Interview: Louis C.K., Stand-Up and Star “Lucky Louie”

Filed Under Interview, Sitcom, Stand-Up Comedy

Louis C.K. will be performing at Caroline’s in New York all weekend with two shows Friday and Saturday and one on Sunday. I talked to him today for a short time about podcasting, commitment in comedy and his upcoming HBO show “Lucky Louie.”

When you do your jokes about your kids you don’t do a lot of qualifiers on them like “I love my kids” or “My kids are great.” How did you come to that?

I just found that I didn’t need to.

Really? It seems a lot of comics feel like they have to do that.

It depends on what you’re doing on stage. I find that audiences, especially audiences with children, are refreshed by the honesty. I think that if I said something like that, that I love my kids, that it would ruin it. It would make it seem disingenuous and like I’m nervous about what I’m saying. If you think you have to qualify it that means that you find the things that you are saying to be wrong. I think that what people like about what I’m saying on stage is that I clearly mean it. Whether they agree with it or not, the fact that I’m 100 percent (chuckles) committed to it makes it work. You qualify stuff, you de-commit it and you ruin it.

So if you don’t hold up the taboo, they don’t sit there and think about it.

Exactly. Fuck it. What taboo. The kids aren’t there. They’re not in the club. So who gives a shit. And anyway I do enough for my kid. I raise my kid and I keep her from dying. So she can just fucking kiss my ass. (laughs)

The only person who I can think of who does something similar to you is Bernie Mac where he talks about hitting his kids.

That’s the thing I don’t hit my kids. I call them assholes. So I think my kids are better off than his. (laughs)

That’s true. Who do you want to be raised by Louis or Bernie? C’mon.

Bernie’s hilarious. I love watching him talk about hitting his kids.

When did you come to focusing more on your own stand-up? I know you’ve done a lot of writing for other comedian’s shows and directing films, but it seems at a certain point you went fuck it, I’m focusing on my own stand-up for a while. How did that come to be?

I’ve never stopped doing stand-up. It’s always been important to me to keep it going because of that reason. To me the goal was always to do my own personal-type projects. But I think I grew slower as a stand-up than other thing. I think I got good at writing and directing a lot quicker. Which makes sense because stand-up is about building a whole personality. It’s just harder.

So all the time I kept doing stand-up, which I never really slowed down, I was honing skills on other shows. But I never thought I’m doing this for Chris Rock instead of for me. Because that was a great show to work on. Now I’m doing the same thing but I’m the guy. So it’s just bringing together two things I’ve always done that were parallel and now they’re on the same track.

Being a comedy writer and a stand-up are almost two different things, one you’re constantly generating material and the second, you’re working on making the material you have as perfect as possible. I know you’ve been writing for a long time, so do you ever get bored working with the same material?

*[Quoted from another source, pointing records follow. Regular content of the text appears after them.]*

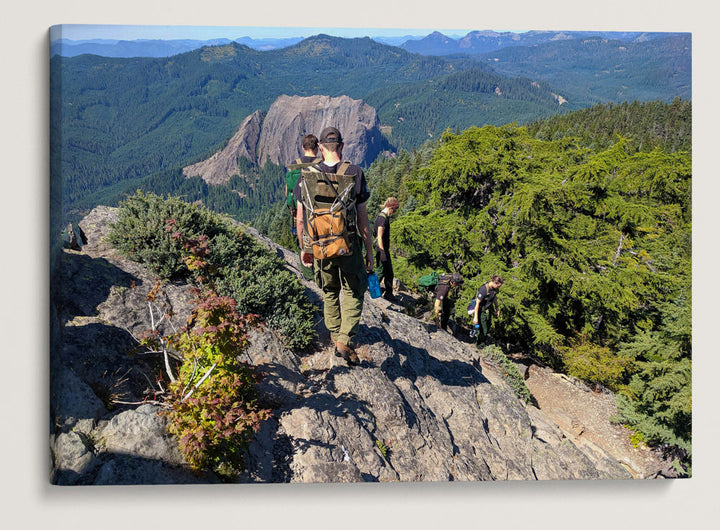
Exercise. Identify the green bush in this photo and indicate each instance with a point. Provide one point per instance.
(595, 364)
(181, 241)
(141, 232)
(214, 409)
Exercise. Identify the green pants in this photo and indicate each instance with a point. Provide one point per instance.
(485, 320)
(346, 274)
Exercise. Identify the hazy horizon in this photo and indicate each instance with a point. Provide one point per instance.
(84, 32)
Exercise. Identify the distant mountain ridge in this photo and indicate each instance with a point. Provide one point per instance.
(156, 47)
(434, 44)
(477, 42)
(119, 125)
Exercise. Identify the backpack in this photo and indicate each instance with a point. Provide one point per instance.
(291, 178)
(330, 215)
(429, 281)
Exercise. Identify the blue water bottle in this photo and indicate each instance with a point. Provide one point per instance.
(373, 285)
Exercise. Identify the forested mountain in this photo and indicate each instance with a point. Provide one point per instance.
(647, 125)
(155, 47)
(116, 121)
(476, 42)
(598, 70)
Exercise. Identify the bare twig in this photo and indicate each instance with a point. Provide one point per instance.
(207, 374)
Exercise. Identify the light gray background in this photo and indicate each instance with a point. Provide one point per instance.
(27, 499)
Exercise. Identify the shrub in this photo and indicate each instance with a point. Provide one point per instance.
(594, 364)
(140, 232)
(214, 409)
(181, 241)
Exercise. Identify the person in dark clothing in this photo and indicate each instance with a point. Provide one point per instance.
(445, 294)
(485, 300)
(344, 274)
(381, 234)
(310, 156)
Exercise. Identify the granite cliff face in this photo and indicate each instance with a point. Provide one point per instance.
(422, 406)
(277, 135)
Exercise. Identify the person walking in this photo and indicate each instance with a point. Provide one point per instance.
(381, 235)
(485, 300)
(346, 273)
(445, 295)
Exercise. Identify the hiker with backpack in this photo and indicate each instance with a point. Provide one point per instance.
(381, 235)
(445, 295)
(480, 306)
(309, 157)
(332, 228)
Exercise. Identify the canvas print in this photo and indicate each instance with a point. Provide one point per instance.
(322, 255)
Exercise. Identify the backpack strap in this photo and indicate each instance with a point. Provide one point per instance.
(299, 164)
(343, 168)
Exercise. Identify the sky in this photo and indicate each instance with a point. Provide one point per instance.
(134, 32)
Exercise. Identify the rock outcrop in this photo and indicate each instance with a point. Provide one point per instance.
(277, 136)
(422, 406)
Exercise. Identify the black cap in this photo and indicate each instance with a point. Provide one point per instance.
(330, 135)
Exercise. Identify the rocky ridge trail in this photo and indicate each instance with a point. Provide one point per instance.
(422, 406)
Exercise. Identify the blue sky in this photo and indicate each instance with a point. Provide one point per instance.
(122, 32)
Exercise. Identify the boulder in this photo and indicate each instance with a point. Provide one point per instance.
(277, 136)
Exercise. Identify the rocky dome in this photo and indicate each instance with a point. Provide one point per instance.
(277, 136)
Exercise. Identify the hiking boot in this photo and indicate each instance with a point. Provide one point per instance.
(347, 353)
(389, 297)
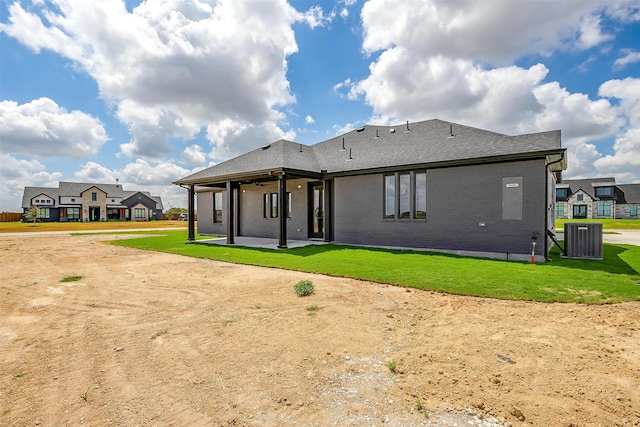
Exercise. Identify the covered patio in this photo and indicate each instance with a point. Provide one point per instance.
(259, 242)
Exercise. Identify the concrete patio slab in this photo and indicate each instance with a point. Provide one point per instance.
(258, 242)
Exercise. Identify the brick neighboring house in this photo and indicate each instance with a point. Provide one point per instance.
(75, 201)
(597, 198)
(431, 185)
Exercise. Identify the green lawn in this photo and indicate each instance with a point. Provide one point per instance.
(616, 279)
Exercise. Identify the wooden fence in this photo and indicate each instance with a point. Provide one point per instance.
(10, 216)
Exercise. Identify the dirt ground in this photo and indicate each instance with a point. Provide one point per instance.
(151, 339)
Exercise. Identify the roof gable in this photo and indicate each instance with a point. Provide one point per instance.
(431, 142)
(630, 193)
(31, 192)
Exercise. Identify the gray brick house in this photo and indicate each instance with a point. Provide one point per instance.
(77, 201)
(597, 198)
(430, 185)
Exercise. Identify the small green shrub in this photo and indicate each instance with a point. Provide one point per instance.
(421, 408)
(303, 288)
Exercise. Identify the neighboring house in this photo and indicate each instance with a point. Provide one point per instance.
(75, 201)
(431, 185)
(596, 198)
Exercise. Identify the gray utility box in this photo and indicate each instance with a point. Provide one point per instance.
(583, 240)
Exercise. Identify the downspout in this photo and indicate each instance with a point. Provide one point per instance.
(546, 211)
(190, 208)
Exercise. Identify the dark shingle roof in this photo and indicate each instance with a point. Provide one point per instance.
(630, 193)
(375, 147)
(72, 189)
(586, 185)
(31, 192)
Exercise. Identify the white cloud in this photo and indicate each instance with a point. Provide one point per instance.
(626, 157)
(15, 174)
(172, 67)
(41, 128)
(630, 57)
(496, 32)
(94, 172)
(193, 155)
(231, 138)
(436, 60)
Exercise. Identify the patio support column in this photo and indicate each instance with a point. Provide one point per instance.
(191, 208)
(230, 212)
(282, 211)
(328, 210)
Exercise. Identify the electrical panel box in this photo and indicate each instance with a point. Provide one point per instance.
(583, 240)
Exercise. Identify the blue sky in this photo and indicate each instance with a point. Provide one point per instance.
(148, 92)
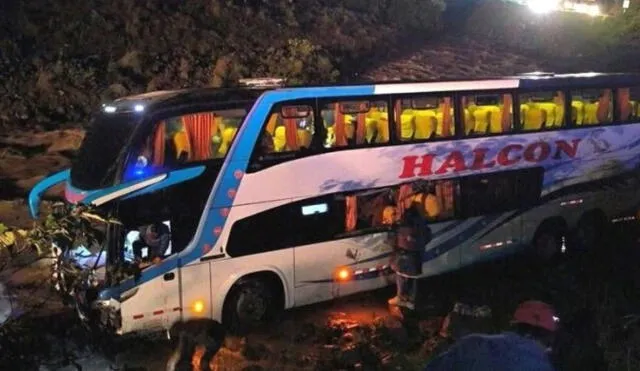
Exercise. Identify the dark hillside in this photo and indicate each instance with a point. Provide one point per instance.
(59, 58)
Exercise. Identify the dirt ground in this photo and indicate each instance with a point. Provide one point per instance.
(359, 332)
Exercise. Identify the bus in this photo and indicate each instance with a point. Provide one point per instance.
(235, 204)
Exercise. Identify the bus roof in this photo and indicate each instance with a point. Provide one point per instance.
(528, 81)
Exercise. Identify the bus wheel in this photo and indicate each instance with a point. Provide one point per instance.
(251, 304)
(590, 231)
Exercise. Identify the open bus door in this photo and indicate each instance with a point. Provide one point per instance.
(494, 205)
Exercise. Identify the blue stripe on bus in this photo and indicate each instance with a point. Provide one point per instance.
(41, 187)
(226, 185)
(173, 177)
(437, 250)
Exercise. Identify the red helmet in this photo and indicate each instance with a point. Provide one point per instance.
(536, 313)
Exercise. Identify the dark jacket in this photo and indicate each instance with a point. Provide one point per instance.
(411, 238)
(502, 352)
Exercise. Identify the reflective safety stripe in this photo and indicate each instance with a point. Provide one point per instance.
(572, 202)
(497, 244)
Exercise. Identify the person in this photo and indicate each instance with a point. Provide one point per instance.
(156, 238)
(193, 334)
(411, 237)
(525, 347)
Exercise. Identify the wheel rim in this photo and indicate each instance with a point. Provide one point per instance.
(547, 246)
(252, 305)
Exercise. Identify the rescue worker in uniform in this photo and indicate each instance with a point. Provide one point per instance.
(525, 347)
(411, 236)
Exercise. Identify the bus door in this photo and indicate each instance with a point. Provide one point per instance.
(495, 206)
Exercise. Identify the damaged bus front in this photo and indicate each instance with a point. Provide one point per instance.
(149, 162)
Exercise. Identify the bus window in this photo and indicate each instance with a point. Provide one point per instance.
(288, 129)
(627, 100)
(350, 123)
(192, 137)
(435, 199)
(542, 110)
(487, 114)
(424, 117)
(498, 192)
(591, 106)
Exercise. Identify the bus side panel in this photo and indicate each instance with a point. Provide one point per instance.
(146, 310)
(225, 273)
(196, 290)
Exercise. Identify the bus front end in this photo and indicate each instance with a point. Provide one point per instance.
(145, 169)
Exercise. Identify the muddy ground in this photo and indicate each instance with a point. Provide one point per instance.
(361, 332)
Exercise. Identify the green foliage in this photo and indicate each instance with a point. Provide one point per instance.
(299, 61)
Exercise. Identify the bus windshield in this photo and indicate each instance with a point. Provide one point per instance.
(106, 138)
(176, 141)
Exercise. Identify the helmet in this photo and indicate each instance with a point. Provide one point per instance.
(537, 314)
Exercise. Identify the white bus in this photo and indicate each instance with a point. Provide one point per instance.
(263, 200)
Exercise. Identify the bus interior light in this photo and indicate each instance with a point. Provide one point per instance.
(198, 306)
(343, 274)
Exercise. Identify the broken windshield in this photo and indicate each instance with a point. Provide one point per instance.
(105, 139)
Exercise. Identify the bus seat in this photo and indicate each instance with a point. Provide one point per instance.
(183, 147)
(304, 138)
(279, 139)
(383, 130)
(577, 112)
(388, 215)
(227, 138)
(371, 129)
(432, 206)
(407, 125)
(425, 123)
(469, 122)
(591, 113)
(559, 116)
(495, 119)
(481, 120)
(550, 111)
(533, 117)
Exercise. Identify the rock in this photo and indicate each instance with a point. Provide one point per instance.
(465, 319)
(254, 351)
(234, 343)
(395, 330)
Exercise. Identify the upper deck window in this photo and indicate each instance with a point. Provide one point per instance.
(627, 100)
(542, 110)
(191, 137)
(487, 114)
(424, 117)
(289, 128)
(355, 122)
(591, 106)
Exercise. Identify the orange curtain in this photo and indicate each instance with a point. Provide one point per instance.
(360, 128)
(351, 213)
(445, 108)
(340, 132)
(624, 103)
(199, 128)
(603, 106)
(290, 129)
(397, 114)
(404, 192)
(507, 103)
(158, 144)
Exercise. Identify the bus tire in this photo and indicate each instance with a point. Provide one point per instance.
(590, 231)
(253, 302)
(547, 242)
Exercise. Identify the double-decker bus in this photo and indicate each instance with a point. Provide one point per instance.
(238, 203)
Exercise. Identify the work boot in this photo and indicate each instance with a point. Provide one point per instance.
(396, 300)
(407, 304)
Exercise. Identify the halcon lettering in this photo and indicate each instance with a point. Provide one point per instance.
(479, 158)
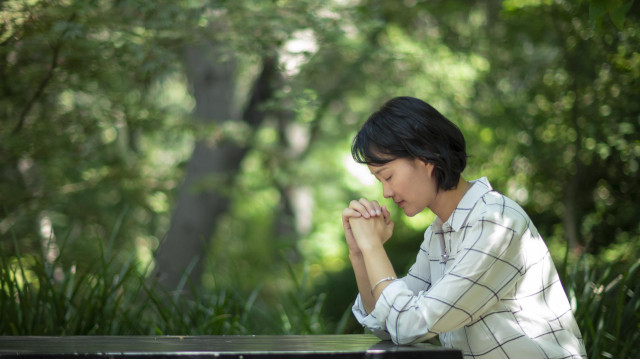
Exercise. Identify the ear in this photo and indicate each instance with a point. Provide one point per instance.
(429, 167)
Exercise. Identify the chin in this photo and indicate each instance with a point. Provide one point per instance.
(411, 213)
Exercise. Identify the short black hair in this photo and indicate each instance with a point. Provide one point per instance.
(406, 127)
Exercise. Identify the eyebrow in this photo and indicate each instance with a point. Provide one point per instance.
(379, 170)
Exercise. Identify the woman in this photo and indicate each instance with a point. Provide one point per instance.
(483, 279)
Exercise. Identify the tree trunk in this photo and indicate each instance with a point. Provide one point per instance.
(201, 198)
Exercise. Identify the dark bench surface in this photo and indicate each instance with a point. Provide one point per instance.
(259, 346)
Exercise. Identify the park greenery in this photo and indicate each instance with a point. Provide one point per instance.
(110, 108)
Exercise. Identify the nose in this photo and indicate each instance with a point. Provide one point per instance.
(387, 192)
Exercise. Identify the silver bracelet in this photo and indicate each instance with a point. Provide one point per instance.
(390, 278)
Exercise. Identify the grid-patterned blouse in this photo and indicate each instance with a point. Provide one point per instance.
(493, 291)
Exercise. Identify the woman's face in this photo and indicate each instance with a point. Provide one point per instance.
(410, 183)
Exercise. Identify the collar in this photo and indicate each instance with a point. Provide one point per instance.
(471, 197)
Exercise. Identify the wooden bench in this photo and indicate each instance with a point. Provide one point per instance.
(259, 346)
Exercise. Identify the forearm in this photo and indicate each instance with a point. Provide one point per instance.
(362, 278)
(378, 267)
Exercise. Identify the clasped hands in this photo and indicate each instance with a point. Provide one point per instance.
(366, 225)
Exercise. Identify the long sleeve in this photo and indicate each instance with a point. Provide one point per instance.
(485, 270)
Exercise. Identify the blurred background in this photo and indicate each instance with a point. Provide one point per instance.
(180, 167)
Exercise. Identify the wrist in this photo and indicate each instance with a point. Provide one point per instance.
(372, 247)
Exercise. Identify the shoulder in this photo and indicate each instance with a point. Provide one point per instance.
(496, 208)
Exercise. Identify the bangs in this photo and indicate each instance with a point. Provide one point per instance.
(367, 151)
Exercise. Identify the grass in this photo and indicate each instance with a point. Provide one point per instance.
(606, 302)
(41, 298)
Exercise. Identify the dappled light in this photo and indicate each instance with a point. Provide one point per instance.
(159, 149)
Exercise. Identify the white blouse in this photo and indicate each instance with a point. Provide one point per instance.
(492, 291)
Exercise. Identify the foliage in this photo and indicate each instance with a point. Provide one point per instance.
(38, 297)
(606, 299)
(96, 129)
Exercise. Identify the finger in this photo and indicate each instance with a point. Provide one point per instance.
(359, 207)
(349, 213)
(370, 206)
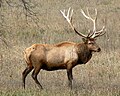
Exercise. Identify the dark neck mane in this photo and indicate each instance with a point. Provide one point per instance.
(84, 53)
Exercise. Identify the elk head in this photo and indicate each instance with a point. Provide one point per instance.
(90, 38)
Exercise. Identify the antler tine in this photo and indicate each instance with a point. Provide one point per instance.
(68, 17)
(100, 32)
(90, 18)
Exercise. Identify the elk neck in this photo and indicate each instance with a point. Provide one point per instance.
(84, 53)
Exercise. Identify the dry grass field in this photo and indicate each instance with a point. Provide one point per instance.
(21, 28)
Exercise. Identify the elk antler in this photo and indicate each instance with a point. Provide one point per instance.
(68, 17)
(95, 33)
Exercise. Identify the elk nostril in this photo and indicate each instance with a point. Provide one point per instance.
(99, 49)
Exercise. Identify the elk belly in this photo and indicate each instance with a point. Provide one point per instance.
(55, 60)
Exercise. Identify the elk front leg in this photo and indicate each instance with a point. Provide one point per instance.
(34, 76)
(70, 77)
(25, 73)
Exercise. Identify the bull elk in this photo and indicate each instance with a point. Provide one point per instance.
(64, 55)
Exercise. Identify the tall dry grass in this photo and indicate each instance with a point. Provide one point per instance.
(99, 77)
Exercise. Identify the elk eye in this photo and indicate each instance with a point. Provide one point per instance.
(90, 43)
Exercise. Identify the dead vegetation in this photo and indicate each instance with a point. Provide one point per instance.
(100, 76)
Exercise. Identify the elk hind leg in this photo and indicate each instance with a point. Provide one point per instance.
(34, 76)
(25, 73)
(70, 77)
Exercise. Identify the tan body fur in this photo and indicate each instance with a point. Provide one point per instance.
(64, 55)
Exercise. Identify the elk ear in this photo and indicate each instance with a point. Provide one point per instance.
(84, 40)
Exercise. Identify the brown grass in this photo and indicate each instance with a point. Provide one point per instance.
(99, 77)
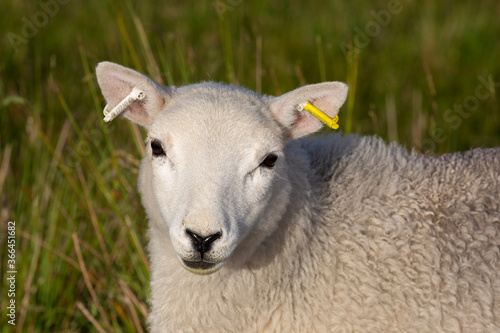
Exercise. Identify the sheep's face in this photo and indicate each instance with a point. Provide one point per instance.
(216, 166)
(215, 177)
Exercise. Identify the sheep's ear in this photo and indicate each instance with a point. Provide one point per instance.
(327, 97)
(117, 82)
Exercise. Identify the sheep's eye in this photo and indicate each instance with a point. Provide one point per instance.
(156, 148)
(270, 161)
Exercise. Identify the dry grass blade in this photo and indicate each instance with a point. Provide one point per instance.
(93, 217)
(86, 277)
(5, 165)
(89, 316)
(28, 286)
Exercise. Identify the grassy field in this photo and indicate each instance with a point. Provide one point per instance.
(425, 74)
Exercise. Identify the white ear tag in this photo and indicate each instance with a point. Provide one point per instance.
(134, 95)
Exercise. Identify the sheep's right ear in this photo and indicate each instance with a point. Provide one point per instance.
(116, 84)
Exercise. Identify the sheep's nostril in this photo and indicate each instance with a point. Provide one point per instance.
(202, 244)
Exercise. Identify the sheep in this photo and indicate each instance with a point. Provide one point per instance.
(256, 226)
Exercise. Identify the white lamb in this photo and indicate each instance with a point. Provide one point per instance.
(318, 234)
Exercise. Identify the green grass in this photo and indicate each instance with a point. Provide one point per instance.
(69, 180)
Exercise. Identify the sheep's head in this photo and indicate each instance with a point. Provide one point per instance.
(215, 172)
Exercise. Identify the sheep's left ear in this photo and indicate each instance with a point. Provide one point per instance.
(327, 97)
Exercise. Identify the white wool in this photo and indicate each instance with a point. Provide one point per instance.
(344, 234)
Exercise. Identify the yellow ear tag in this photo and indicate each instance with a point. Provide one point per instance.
(332, 123)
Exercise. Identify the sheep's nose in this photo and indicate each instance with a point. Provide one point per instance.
(203, 244)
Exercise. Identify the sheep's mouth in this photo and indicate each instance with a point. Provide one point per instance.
(201, 267)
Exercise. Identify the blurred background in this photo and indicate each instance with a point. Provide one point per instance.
(425, 74)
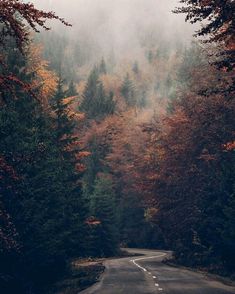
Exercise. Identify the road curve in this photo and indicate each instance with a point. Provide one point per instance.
(147, 275)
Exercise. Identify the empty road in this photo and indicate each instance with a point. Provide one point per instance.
(147, 275)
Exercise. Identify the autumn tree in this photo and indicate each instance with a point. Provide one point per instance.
(96, 103)
(218, 19)
(15, 18)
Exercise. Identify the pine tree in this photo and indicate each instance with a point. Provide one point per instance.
(135, 68)
(95, 103)
(102, 67)
(103, 209)
(72, 91)
(128, 92)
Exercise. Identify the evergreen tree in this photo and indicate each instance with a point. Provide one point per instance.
(74, 208)
(103, 237)
(72, 91)
(128, 92)
(95, 103)
(102, 67)
(135, 68)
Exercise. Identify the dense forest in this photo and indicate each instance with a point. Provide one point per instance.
(102, 149)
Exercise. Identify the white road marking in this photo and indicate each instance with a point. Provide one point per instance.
(144, 269)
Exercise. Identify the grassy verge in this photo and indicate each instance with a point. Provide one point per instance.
(82, 274)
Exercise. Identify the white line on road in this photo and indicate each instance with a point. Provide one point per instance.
(144, 269)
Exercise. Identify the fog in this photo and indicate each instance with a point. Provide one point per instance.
(120, 25)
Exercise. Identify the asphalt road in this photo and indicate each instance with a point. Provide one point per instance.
(147, 275)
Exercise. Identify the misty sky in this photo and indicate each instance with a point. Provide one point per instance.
(118, 24)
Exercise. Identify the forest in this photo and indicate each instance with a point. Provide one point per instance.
(112, 138)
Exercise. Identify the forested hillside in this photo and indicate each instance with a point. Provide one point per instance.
(112, 138)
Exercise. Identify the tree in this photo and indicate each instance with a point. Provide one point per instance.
(135, 68)
(218, 17)
(103, 209)
(14, 15)
(102, 67)
(95, 103)
(127, 91)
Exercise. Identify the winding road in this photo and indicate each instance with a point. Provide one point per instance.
(146, 274)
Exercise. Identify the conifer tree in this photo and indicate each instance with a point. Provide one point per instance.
(103, 209)
(128, 92)
(102, 67)
(95, 103)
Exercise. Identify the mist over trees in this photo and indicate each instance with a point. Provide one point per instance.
(117, 131)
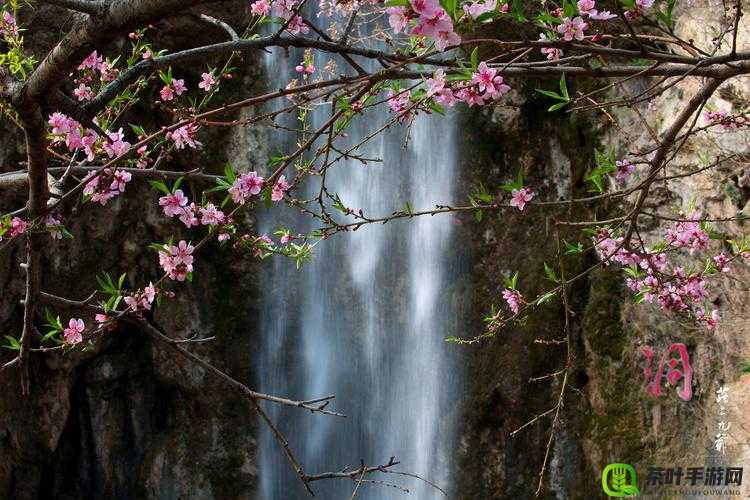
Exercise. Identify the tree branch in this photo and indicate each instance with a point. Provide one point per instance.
(90, 7)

No, not at all. I love it. It’s just two entirely different muscles so it’s great to be able to do both. For me, the fact that I was writing and directing and making a living at that and succeeding at that, let me continue to do stand-up without depending on it. So I never had to take a single stand-up I didn’t want to take. I didn’t have to do a shitty sitcom.

I’ve been doing stand-up for 21 years. So what I’m bringing to people now – this year more people will see me do stand-up and see me do my show than have ever seen me before. And they’re seeing somebody who’s been doing it for 21 years which can only possibly be better than somebody who’s been doing it for five or ten. You get more practice. You’re just better that’s all.

If I was only a comedian I don’t think I could have taken 21 years of being at the level I’ve been at for so long.

If you were only a stand-up?

I don’t think I could have taken this career as only the stand-up part, because it’s been very up and down and shaky. I’ve had a few streaks and a whole bunch of skids. It is what it is. I’m glad I did it all. But if it was the only thing I was doing, I probably would have committed suicide.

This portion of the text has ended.